Todos nuestros enemigos se ríen de nosotros;
nos asaltan terrores y espantos, desgracias y fracasos,
lloramos arroyos de lágrimas por la ruina de la capital.
Mis ojos se diluyen sin cesar y sin descanso,
hasta que el Señor desde el cielo se asome y me vea;
me duelen los ojos de llorar por las jóvenes de la ciudad.
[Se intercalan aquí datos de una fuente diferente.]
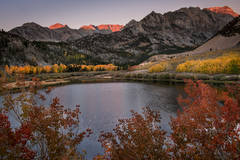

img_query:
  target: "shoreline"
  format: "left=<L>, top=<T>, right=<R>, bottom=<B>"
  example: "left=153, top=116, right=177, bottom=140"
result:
left=0, top=70, right=240, bottom=94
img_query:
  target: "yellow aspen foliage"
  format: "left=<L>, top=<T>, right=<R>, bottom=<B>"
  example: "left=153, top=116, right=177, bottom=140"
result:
left=43, top=66, right=51, bottom=73
left=176, top=53, right=240, bottom=74
left=5, top=65, right=12, bottom=75
left=149, top=62, right=167, bottom=73
left=52, top=64, right=59, bottom=73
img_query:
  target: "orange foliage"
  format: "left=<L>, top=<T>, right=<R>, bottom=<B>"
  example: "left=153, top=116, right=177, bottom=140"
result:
left=95, top=81, right=240, bottom=160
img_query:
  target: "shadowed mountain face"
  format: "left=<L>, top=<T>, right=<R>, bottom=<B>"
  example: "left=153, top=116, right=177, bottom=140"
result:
left=73, top=7, right=233, bottom=64
left=0, top=31, right=102, bottom=67
left=206, top=6, right=239, bottom=17
left=9, top=22, right=123, bottom=42
left=48, top=23, right=66, bottom=29
left=81, top=24, right=124, bottom=33
left=3, top=7, right=238, bottom=65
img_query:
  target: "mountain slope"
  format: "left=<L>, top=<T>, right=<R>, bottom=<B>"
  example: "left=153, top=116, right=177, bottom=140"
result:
left=0, top=31, right=101, bottom=65
left=48, top=23, right=66, bottom=29
left=142, top=16, right=240, bottom=65
left=72, top=7, right=233, bottom=64
left=9, top=22, right=123, bottom=42
left=206, top=6, right=239, bottom=17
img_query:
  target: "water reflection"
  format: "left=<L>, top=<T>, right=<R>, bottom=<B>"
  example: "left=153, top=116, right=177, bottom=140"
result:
left=45, top=83, right=183, bottom=159
left=0, top=82, right=183, bottom=159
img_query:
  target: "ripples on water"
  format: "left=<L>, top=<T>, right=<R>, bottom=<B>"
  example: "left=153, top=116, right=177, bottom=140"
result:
left=0, top=82, right=183, bottom=159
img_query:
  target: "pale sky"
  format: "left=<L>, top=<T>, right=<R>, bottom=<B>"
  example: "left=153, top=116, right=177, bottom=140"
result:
left=0, top=0, right=240, bottom=31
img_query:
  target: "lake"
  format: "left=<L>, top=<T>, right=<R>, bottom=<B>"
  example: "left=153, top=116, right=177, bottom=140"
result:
left=0, top=82, right=183, bottom=159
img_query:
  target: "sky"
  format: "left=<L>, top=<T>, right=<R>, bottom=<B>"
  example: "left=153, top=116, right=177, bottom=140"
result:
left=0, top=0, right=240, bottom=31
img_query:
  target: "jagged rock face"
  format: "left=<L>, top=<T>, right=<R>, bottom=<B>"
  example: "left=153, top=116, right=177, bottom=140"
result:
left=206, top=6, right=239, bottom=17
left=9, top=22, right=123, bottom=42
left=0, top=31, right=102, bottom=67
left=48, top=23, right=66, bottom=29
left=80, top=24, right=124, bottom=33
left=9, top=23, right=89, bottom=42
left=73, top=7, right=233, bottom=64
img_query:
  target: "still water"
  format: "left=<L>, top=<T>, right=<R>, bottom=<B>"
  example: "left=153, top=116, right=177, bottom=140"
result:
left=45, top=82, right=183, bottom=159
left=0, top=82, right=183, bottom=159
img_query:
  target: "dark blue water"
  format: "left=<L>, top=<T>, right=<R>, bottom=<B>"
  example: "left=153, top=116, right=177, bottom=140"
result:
left=0, top=82, right=183, bottom=159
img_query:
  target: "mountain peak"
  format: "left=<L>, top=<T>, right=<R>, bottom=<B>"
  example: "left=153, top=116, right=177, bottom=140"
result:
left=206, top=6, right=239, bottom=17
left=49, top=23, right=66, bottom=29
left=80, top=24, right=96, bottom=30
left=81, top=24, right=124, bottom=32
left=97, top=24, right=124, bottom=32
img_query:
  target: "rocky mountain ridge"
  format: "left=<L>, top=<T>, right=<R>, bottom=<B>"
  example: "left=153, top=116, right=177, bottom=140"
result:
left=0, top=7, right=239, bottom=65
left=72, top=7, right=234, bottom=64
left=205, top=6, right=239, bottom=17
left=9, top=22, right=123, bottom=42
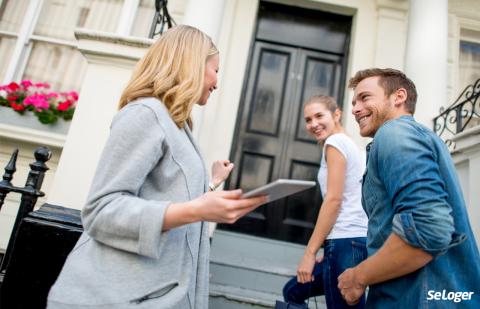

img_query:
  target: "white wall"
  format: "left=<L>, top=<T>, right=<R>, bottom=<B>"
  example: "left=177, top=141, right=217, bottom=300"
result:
left=452, top=126, right=480, bottom=248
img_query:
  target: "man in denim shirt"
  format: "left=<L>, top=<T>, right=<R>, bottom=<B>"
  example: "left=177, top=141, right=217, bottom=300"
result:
left=338, top=69, right=480, bottom=308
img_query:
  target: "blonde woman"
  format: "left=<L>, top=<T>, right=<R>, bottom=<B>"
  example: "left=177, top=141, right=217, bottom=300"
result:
left=283, top=95, right=367, bottom=308
left=48, top=26, right=266, bottom=309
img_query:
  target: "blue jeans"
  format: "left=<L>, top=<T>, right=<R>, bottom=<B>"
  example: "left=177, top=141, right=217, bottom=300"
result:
left=283, top=237, right=367, bottom=309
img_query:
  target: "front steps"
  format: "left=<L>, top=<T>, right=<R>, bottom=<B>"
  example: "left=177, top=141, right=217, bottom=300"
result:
left=209, top=230, right=325, bottom=309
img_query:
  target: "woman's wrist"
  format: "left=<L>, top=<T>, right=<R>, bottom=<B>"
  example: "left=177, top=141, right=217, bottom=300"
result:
left=210, top=177, right=224, bottom=189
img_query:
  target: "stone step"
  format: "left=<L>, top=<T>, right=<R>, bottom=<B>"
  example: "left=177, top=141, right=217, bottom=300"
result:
left=210, top=230, right=324, bottom=309
left=209, top=284, right=283, bottom=309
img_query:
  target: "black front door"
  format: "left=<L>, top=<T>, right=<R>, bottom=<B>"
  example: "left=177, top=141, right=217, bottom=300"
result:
left=220, top=3, right=351, bottom=243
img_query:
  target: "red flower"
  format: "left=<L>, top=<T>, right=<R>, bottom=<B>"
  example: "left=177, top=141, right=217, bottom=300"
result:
left=7, top=82, right=20, bottom=92
left=57, top=100, right=72, bottom=112
left=10, top=102, right=25, bottom=111
left=7, top=95, right=18, bottom=103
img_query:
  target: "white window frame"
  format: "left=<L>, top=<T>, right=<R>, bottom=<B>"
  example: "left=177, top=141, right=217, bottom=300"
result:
left=0, top=0, right=140, bottom=84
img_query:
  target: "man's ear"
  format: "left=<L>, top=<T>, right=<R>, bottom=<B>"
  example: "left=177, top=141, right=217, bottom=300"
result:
left=393, top=88, right=408, bottom=107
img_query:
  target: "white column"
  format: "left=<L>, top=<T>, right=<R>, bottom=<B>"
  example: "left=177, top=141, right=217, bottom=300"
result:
left=405, top=0, right=448, bottom=128
left=48, top=30, right=153, bottom=209
left=115, top=0, right=140, bottom=36
left=182, top=0, right=225, bottom=140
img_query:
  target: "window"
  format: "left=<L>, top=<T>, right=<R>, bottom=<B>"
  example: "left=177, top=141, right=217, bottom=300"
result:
left=0, top=0, right=124, bottom=91
left=458, top=29, right=480, bottom=129
left=459, top=41, right=480, bottom=89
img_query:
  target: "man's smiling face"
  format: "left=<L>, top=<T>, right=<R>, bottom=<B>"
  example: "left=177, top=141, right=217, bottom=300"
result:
left=352, top=76, right=393, bottom=137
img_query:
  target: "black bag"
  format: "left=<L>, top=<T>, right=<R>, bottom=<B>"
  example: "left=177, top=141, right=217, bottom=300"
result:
left=275, top=300, right=307, bottom=309
left=275, top=284, right=318, bottom=309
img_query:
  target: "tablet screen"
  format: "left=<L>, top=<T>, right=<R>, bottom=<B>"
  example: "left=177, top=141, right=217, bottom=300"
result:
left=242, top=179, right=316, bottom=203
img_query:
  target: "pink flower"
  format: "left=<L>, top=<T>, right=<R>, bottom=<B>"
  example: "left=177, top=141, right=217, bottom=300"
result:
left=6, top=82, right=20, bottom=92
left=10, top=102, right=25, bottom=111
left=69, top=91, right=78, bottom=101
left=7, top=95, right=18, bottom=102
left=23, top=93, right=50, bottom=111
left=34, top=83, right=50, bottom=89
left=20, top=80, right=33, bottom=90
left=57, top=100, right=73, bottom=112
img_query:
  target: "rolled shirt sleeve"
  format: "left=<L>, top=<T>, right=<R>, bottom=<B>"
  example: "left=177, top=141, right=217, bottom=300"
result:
left=378, top=123, right=462, bottom=257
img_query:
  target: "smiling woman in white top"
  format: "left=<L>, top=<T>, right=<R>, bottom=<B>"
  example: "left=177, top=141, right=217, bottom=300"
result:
left=283, top=95, right=367, bottom=308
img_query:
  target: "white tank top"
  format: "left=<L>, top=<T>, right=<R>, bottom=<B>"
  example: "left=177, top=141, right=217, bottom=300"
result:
left=318, top=133, right=368, bottom=239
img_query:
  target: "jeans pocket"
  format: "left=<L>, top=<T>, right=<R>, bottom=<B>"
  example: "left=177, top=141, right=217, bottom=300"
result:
left=351, top=240, right=367, bottom=265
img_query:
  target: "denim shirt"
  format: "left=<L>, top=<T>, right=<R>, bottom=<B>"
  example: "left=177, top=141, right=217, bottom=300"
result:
left=362, top=116, right=480, bottom=308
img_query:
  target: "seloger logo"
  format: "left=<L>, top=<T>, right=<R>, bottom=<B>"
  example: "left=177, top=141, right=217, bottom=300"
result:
left=427, top=290, right=473, bottom=303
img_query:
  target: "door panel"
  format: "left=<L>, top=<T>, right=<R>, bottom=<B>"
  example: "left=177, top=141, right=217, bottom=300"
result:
left=219, top=2, right=351, bottom=244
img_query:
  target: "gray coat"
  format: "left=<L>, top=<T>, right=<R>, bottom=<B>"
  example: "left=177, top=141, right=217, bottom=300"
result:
left=48, top=98, right=209, bottom=309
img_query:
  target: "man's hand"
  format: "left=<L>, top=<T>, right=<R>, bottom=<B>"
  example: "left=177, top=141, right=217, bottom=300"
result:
left=338, top=267, right=367, bottom=306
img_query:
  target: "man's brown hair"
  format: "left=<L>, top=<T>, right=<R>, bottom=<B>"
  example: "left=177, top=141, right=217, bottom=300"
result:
left=348, top=68, right=417, bottom=114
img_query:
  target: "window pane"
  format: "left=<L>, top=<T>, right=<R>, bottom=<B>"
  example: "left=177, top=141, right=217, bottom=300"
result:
left=23, top=42, right=87, bottom=91
left=35, top=0, right=123, bottom=41
left=131, top=0, right=155, bottom=37
left=0, top=0, right=29, bottom=32
left=459, top=41, right=480, bottom=91
left=459, top=41, right=480, bottom=129
left=130, top=0, right=181, bottom=38
left=0, top=36, right=16, bottom=81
Los que me odian sin razón me han dado caza, como a un pájaro;
me han echado vivo al pozo y me han arrojado piedras;
se cierran las aguas sobre mi cabeza,
y pienso: “Estoy perdido”.
Invoqué tu nombre, Señor, de lo hondo de la fosa:
oye mi voz, no cierres el oído a mis gritos de auxilio;
tú te acercaste cuando te llamé
y me dijiste: “No temas”.
Te encargaste de defender mi causa y de salvar mi vida,
has visto que padezco injusticia, juzga mi causa;
has visto la venganza que traman contra mí;
has oído, Señor, cómo me insultan y traman mi desgracia,
lo que dicen y piensan contra mí continuamente;
vigila todos sus movimientos: soy objeto de sus sátiras.
Tú les pagarás, Señor, como merecen sus obras,
les darás una mente obcecada y los maldecirás;
los perseguirás con ira hasta aniquilarlos bajo el cielo, Señor.